Concurrently with ethanol, many other compounds can be formed during the fermentation of grains and fruits. Among those, methanol is particularly important (because of its toxicity) and is typically formed at concentrations much lower than ethanol, presenting a particular challenge that demands the implementation of separation techniques. Aiming to provide an alternative to traditional chromatographic approaches, a hybrid electrophoresis device with electrochemical preprocessing and contactless conductivity detection (hybrid EC-CE-C4D) is herein described. The device was applied to perform the electro-oxidation of primary alcohols, followed by the separation and detection of the respective carboxylates. According to the presented results, the optimum conditions were obtained when the sample was diluted with 2 mmol L-1 HNO3 and then electro-oxidized by applying a potential of 1.4 V for 60 s.
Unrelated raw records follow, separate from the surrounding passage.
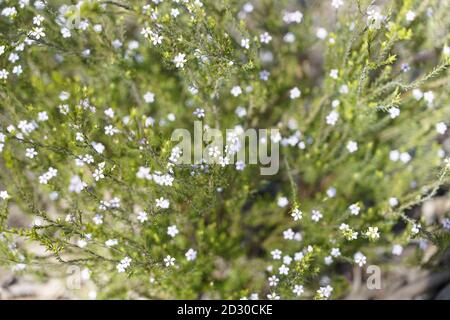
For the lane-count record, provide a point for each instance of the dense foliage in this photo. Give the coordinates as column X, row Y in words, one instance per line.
column 91, row 92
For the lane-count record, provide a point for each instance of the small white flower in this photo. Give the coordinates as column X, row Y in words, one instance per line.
column 273, row 296
column 410, row 15
column 265, row 38
column 240, row 165
column 296, row 214
column 298, row 290
column 332, row 118
column 282, row 202
column 123, row 264
column 273, row 281
column 360, row 259
column 337, row 3
column 283, row 270
column 394, row 112
column 441, row 128
column 335, row 252
column 4, row 195
column 372, row 233
column 276, row 254
column 111, row 242
column 191, row 255
column 162, row 203
column 316, row 215
column 393, row 202
column 324, row 292
column 354, row 209
column 397, row 250
column 295, row 93
column 30, row 153
column 172, row 230
column 236, row 91
column 352, row 146
column 110, row 130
The oxidation products were then electrokinetically injected by applying a potential of 3 kV for 4 s and separated using a potential of 3 kV and a background running electrolyte (BGE) consisting of 10 mmol L-1 N-cyclohexyl-2-aminoethanesulfonic acid (CHES) and 5 mmol L-1 sodium hydroxide (NaOH). n-Propanol was used as an internal standard and the three carboxylate peaks were resolved with baseline separation within <3 min, defining linear calibration curves in the range of 0.10-5.0 mmol L-1. Limits of detection (LODs) of 20, 40, and 50 μmol L-1 were obtained for ethanol, n-propanol, and methanol, respectively. To demonstrate the applicability of the proposed strategy, a laboratory-made sample (moonshine) was used. Aliquots collected along the beginning of the fractional distillation presented a decreasing methanol ratio (from 4% to <0.5%) and a growing ethanol ratio (from 80% to 100%) in the collected volume.